I would like to return for a given node-id related nodes and their relationships props

For example: -> defines a bi direction relationship with property timestamp

1234->777
777->1234
1234->999
999->1234
1234->888
888->1234

1234,777,888,999 are node-ids

When I execute this:

    final PreparedStatement ps = conn.prepareStatement("start a = node(1234) match (a)-[k:nearby*]->(b) where a<>b return DISTINCT b, k");        
    ResultSet rs = ps.executeQuery();
    while (rs.next()) {
         Map result = (Map<String, Object>) rs.getObject("b");     
        System.out.println(result.toString());
    }

} catch (SQLException e) {
    e.printStackTrace();
    logger.error("Error returning userId=" + userIdInput, e);
}
return null;

}

I get:

{userId=777}
{userId=999}
{userId=888}
{userId=888}
{userId=999}
{userId=999}
{userId=777}
{userId=888}
{userId=888}
{userId=777}
{userId=888}
{userId=777}
{userId=999}
{userId=999}
{userId=777}
  1. How I do get distinct results only (777,888,999)
  2. How to retrieve the relationship props of 1234 to the dest node? I expect to get the timestamp prop which defined on each relationship

Thank you, ray.

2

2 Answers

2
votes

I'm not sure what language you're using so I'll focus on the Cypher.
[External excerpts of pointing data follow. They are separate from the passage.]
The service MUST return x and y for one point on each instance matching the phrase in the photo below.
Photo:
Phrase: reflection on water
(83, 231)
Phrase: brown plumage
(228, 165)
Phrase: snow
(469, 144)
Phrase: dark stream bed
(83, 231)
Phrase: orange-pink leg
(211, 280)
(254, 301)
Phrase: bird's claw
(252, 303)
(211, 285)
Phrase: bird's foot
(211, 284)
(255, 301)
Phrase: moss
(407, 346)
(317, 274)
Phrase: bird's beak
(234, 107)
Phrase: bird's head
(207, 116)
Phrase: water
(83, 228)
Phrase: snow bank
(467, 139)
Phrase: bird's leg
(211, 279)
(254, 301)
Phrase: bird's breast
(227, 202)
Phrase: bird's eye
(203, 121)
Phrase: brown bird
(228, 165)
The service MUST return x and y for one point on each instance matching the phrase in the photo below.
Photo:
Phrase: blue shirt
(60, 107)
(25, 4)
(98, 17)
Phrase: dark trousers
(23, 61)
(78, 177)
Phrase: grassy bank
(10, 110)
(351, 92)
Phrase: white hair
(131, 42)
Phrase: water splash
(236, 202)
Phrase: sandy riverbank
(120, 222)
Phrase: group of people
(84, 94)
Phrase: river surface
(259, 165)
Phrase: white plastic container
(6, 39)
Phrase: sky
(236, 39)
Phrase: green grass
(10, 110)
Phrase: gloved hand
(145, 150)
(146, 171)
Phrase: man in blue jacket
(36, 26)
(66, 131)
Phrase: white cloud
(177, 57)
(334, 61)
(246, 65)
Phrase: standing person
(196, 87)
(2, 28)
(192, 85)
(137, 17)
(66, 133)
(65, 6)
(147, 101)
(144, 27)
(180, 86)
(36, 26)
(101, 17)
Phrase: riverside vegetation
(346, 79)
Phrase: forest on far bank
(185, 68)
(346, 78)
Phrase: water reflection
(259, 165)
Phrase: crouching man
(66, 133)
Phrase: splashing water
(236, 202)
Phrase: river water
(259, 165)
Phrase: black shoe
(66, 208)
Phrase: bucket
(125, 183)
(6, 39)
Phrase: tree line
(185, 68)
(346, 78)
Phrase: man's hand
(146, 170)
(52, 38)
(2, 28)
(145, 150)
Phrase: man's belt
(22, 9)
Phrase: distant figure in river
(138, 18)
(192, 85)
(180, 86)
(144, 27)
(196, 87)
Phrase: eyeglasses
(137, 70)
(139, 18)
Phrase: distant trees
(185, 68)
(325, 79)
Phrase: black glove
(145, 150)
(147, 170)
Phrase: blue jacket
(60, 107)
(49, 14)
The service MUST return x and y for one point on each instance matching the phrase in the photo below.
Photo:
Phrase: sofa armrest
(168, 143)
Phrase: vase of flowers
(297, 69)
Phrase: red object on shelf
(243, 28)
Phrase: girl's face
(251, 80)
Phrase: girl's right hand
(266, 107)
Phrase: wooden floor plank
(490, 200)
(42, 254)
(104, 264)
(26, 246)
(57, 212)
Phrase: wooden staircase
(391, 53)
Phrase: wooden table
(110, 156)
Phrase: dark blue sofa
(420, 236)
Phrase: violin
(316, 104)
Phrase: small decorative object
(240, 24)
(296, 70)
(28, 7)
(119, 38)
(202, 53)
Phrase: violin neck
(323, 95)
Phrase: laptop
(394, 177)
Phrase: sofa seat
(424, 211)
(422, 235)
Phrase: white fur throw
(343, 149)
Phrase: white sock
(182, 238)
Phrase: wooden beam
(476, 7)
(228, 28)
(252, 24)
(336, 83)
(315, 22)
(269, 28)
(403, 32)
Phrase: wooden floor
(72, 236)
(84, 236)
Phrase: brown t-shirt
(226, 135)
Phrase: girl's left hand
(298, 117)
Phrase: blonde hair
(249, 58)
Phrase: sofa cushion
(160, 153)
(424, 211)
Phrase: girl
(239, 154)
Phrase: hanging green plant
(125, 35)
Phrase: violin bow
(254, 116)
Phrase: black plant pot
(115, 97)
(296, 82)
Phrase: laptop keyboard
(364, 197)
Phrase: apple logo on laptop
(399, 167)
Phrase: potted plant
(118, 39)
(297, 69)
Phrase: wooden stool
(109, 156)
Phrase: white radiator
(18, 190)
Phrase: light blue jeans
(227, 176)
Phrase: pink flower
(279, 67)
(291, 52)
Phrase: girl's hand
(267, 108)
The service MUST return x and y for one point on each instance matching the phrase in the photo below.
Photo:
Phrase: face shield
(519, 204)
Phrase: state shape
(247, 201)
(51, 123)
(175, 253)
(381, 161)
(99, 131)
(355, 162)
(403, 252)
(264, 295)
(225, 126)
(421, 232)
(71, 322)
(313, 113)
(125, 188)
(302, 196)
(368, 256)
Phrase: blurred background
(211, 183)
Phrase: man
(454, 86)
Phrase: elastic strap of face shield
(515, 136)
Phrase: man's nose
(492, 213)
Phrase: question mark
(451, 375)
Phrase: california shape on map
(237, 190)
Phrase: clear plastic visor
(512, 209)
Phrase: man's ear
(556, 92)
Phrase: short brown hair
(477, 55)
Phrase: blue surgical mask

Firstly I would replace the START query with a MATCH with a WHERE on ID(a):

MATCH (a)-[k:nearby*]->(b)
WHERE ID(a) = 1234 AND a<>b
RETURN DISTINCT b, k

Secondly I'm pretty sure you don't need the a<>b because Cypher paths won't loop back on the same nodes:

MATCH (a)-[k:nearby*]->(b)
WHERE ID(a) = 1234
RETURN DISTINCT b, k

Lastly, and to your question, I suspect the reason that you're getting duplicates is because you have multiple relationships. If so you can return the result node and an array of the relationships like so:

MATCH (a)-[k:nearby*]->(b)
WHERE ID(a) = 1234
RETURN collect(b), k

That should return you node/relationship objects (with properties on both). Depending on your language/library you might get Maps or you might get objects wrapping the data

If your library doesn't return the start/end nodes for relationships for you, you can do something like this:

MATCH (a)-[k:nearby*]->(b)
WHERE ID(a) = 1234
RETURN collect({rel: b, startnode: startnode(b), endnode: endnode(b)}), k

Hopefully that helps!

0
votes

You get non distinct results, because you return both b and k

If you only want to get distinct b's use:

MATCH (a)-[k:nearby*]->(b)
WHERE ID(a) = 1234 AND a<>b
RETURN DISTINCT b

You should also use parameters!

MATCH (a)-[k:nearby*]->(b)
WHERE ID(a) = {1} AND a<>b
RETURN DISTINCT b


ps.setInt(1,1234);